The physical center has also been volunteered. Due to a national shortage of health facilities, corporations stepped in and provided training centers for the government’s use. Kim’s Covid-19 health center was originally a Samsung training center.
And for Kim, it is not about money.
“I’ve heard that I can get paid, but I don’t know the exact amount since I decided to donate it before I came here,” she said.
Not all medical volunteers are engaged directly in Covid-19 work. South Korea has been careful to designate special Covid-19 treatment centers to firewall the disease from the regular hospital population.
Lee Da-hee graduated in health care from Dongduk Women’s University in January and has been volunteering at Seoul’s flagship Severance Hospital – which does not treat Covid-19 patients – for 15 weeks.
She has taken on a range of roles. “I have worked in various departments under staff members in charge of managing volunteers,” she said.
A critical factor for the hospital is checking that incoming patients are not infected – thermal imaging cameras that check for fever are set up at the entrance. Among other duties, Lee has been manning these cameras.
Still, she has some criticisms about the low priorities volunteers get when it comes to the provision of equipment.
“I understand that our government is doing well,” she said. “But some of the volunteers at the hospital I work at couldn’t get over-garments and gloves.

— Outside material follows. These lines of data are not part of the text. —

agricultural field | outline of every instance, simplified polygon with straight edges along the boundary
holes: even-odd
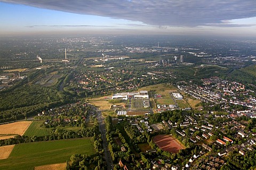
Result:
[[[20,121],[0,125],[0,135],[10,135],[14,134],[23,135],[31,121]]]
[[[105,100],[89,99],[89,100],[90,104],[95,105],[101,110],[109,109],[111,105],[108,100]]]
[[[9,138],[13,138],[15,137],[15,135],[6,135],[5,134],[0,135],[0,140],[6,139]]]
[[[131,102],[131,108],[132,109],[145,108],[143,104],[143,101],[145,100],[145,99],[131,99],[131,100],[130,100],[130,101],[129,102]]]
[[[15,144],[0,147],[0,159],[7,159],[13,149]]]
[[[169,135],[160,134],[155,136],[153,141],[163,150],[171,153],[178,153],[186,147],[175,138]]]
[[[36,166],[34,170],[66,170],[66,163]]]
[[[147,90],[151,95],[161,94],[162,97],[165,98],[170,98],[170,92],[177,91],[177,90],[176,87],[171,84],[163,83],[142,87],[139,89],[138,91]]]
[[[190,107],[190,106],[185,100],[176,100],[178,105],[180,108]]]
[[[28,69],[17,69],[4,70],[3,72],[13,72],[18,71],[18,72],[22,72],[23,71],[26,71],[27,70],[28,70]]]
[[[24,133],[25,135],[33,137],[45,136],[50,134],[49,130],[46,128],[40,127],[44,121],[33,121]]]
[[[159,105],[175,105],[173,100],[170,98],[159,98],[155,100],[157,104]]]
[[[201,101],[198,99],[193,99],[191,98],[187,98],[187,101],[193,109],[197,109],[201,107]]]
[[[16,144],[8,158],[0,160],[2,169],[34,169],[35,166],[66,163],[71,155],[95,154],[91,138]]]

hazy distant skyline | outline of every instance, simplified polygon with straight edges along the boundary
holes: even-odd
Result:
[[[0,0],[0,36],[49,33],[256,37],[256,1]]]

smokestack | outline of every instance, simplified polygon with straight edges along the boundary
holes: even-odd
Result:
[[[66,50],[66,48],[65,48],[65,60],[67,60],[67,51]]]

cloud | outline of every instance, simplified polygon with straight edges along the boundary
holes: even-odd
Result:
[[[194,27],[256,16],[255,0],[2,0],[75,13],[140,21],[153,26]],[[228,24],[219,24],[227,27]],[[230,24],[236,27],[237,24]]]
[[[94,25],[34,25],[32,26],[27,26],[26,27],[33,28],[36,27],[113,27],[110,26],[94,26]]]

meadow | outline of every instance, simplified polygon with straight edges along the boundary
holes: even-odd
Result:
[[[74,154],[94,154],[91,138],[16,144],[7,159],[0,160],[0,169],[32,170],[36,166],[65,163]]]
[[[46,136],[50,135],[49,130],[40,127],[44,121],[33,121],[28,129],[26,131],[24,135],[29,137],[34,135],[37,137]]]

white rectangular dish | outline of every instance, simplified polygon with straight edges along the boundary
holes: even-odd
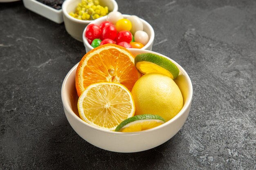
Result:
[[[36,0],[23,0],[23,2],[27,9],[58,24],[63,22],[62,9],[55,9]]]

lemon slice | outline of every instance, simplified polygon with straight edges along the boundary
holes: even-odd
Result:
[[[82,119],[98,128],[114,130],[124,120],[134,115],[130,92],[124,85],[112,82],[94,83],[87,87],[78,99]]]
[[[122,132],[137,132],[155,128],[165,122],[162,117],[156,115],[140,115],[122,121],[115,131]]]
[[[174,79],[180,73],[178,67],[172,62],[164,57],[151,53],[137,55],[135,59],[135,64],[136,68],[143,74],[160,73]]]

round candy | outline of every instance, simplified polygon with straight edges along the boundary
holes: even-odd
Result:
[[[125,30],[130,31],[132,29],[132,23],[127,19],[122,19],[117,22],[116,28],[118,32]]]
[[[134,35],[137,31],[143,30],[143,24],[139,17],[136,15],[131,15],[127,18],[127,19],[132,23],[132,29],[130,31],[132,34]]]
[[[110,13],[107,16],[107,20],[115,25],[118,20],[124,18],[122,14],[118,11]]]
[[[93,41],[92,41],[92,44],[91,44],[91,45],[93,48],[97,47],[97,46],[99,46],[100,44],[101,44],[101,40],[100,40],[100,39],[94,39],[93,40]]]
[[[148,42],[148,35],[145,31],[138,31],[134,35],[134,41],[135,42],[140,42],[145,45]]]
[[[128,31],[122,31],[117,34],[116,41],[117,43],[123,41],[130,43],[132,39],[132,33]]]
[[[99,38],[101,33],[101,30],[99,25],[95,24],[89,24],[85,30],[85,37],[92,40]]]
[[[132,47],[134,49],[141,49],[144,46],[143,44],[139,42],[131,42],[130,44],[132,46]]]
[[[117,44],[117,45],[123,46],[124,48],[132,48],[132,46],[130,44],[124,41],[119,42]]]
[[[100,45],[104,45],[107,44],[116,44],[116,42],[115,41],[112,40],[111,39],[107,38],[105,39],[101,42]]]
[[[101,39],[108,38],[114,40],[117,37],[117,32],[115,26],[112,24],[106,26],[102,30]]]
[[[87,41],[89,43],[89,44],[92,44],[92,41],[90,39],[88,39],[88,38],[86,38],[86,40],[87,40]]]
[[[103,21],[102,22],[99,24],[99,27],[101,29],[101,30],[103,29],[105,26],[106,26],[108,25],[109,25],[110,24],[112,24],[110,22],[108,21]]]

I hope they get those as soon as possible to work safely.”
One issue that has arisen in South Korea – as elsewhere – is a shortage of face masks. In an act of civic virtue, many citizens have begun wearing cotton masks to enable medical-quality masks to go to hospital personnel.

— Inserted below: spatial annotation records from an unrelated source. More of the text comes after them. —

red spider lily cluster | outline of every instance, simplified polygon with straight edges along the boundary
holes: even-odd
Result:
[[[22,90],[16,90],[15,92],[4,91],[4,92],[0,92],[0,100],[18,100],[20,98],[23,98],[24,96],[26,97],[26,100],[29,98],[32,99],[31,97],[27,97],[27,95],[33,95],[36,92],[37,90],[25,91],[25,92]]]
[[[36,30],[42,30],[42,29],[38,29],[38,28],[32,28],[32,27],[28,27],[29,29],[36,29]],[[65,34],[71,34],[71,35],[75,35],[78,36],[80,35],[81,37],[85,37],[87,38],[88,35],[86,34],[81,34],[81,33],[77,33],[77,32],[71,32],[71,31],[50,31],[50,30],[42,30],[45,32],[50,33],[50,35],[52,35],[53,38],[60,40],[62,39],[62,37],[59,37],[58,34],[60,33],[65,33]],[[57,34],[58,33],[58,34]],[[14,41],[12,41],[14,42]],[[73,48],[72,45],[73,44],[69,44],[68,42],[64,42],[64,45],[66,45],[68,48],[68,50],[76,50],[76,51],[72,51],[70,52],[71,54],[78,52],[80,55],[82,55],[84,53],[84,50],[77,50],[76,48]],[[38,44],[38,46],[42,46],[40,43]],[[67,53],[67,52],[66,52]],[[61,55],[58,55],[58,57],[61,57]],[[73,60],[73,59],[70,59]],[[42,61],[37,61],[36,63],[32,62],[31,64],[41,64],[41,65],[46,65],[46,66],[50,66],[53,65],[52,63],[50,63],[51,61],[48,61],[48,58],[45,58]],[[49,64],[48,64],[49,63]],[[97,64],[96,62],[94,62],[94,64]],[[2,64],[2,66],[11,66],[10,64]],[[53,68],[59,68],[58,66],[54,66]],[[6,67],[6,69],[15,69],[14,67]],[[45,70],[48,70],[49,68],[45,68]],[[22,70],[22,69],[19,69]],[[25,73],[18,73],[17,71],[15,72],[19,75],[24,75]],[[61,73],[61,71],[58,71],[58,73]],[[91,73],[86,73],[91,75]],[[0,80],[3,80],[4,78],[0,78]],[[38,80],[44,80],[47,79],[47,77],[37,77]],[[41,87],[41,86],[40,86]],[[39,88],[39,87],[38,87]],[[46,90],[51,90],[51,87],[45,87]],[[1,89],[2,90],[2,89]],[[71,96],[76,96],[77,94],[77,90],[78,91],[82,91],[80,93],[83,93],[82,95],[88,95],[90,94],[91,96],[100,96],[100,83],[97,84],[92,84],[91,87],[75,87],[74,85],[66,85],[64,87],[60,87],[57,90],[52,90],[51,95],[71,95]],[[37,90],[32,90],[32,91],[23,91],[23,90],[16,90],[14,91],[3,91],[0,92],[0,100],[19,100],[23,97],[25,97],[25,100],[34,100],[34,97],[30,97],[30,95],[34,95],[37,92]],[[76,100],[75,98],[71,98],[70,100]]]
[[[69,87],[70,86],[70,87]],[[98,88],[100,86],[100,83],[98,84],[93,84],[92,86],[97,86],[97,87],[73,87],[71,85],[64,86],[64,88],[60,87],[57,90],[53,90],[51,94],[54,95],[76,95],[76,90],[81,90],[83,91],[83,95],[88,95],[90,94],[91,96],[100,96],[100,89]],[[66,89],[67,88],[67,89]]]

The government also appealed to the public, and volunteers have responded, making masks of their own to donate.
About 251 volunteers took part in a mask-making event in the city of Goyang, a satellite town northwest of Seoul, from March 5. They produced a total of 1,799 masks before being shut down as more stringent social distancing measures were applied.
Lee Soo-yoon, 28, a company worker, was among them.
“I majored in design at college, so I can handle sewing,” she told Asia Times. “I joined my mother in this and I am glad that I could do something for people who need help.”
Lee said she was particularly compelled to volunteer after hearing that some senior citizens were picking up masks that had been discarded on the ground and wearing them as hoped-for protection.
Though some question the efficacy of cotton masks, Lee has her own arguments for their use.
“My family members have mostly been using [cotton masks] and we wash them every day,” she said. “We can only buy two kinds of masks [in pharmacies], and I think there are people who need them more than us.”
The cotton mask-making center is poised to resume activities after April. 5, when current social-distancing guidelines are expected to be eased.
For some, the benefits of volunteering may extend beyond the personal gratification of doing the right thing and leaving them able to answer the question “What did you do during the 2020 Covid-19 outbreak?” with pride.
With South Korea having successfully flattened its curve, Ahn, the doctor-cum-entrepreneur-cum-politician, has finished his stint at a hospital in Daegu. After a mandatory 14-day self-quarantine, he has resumed political activities by kicking off his People’s Party campaign ahead of the April 15 National Assembly elections.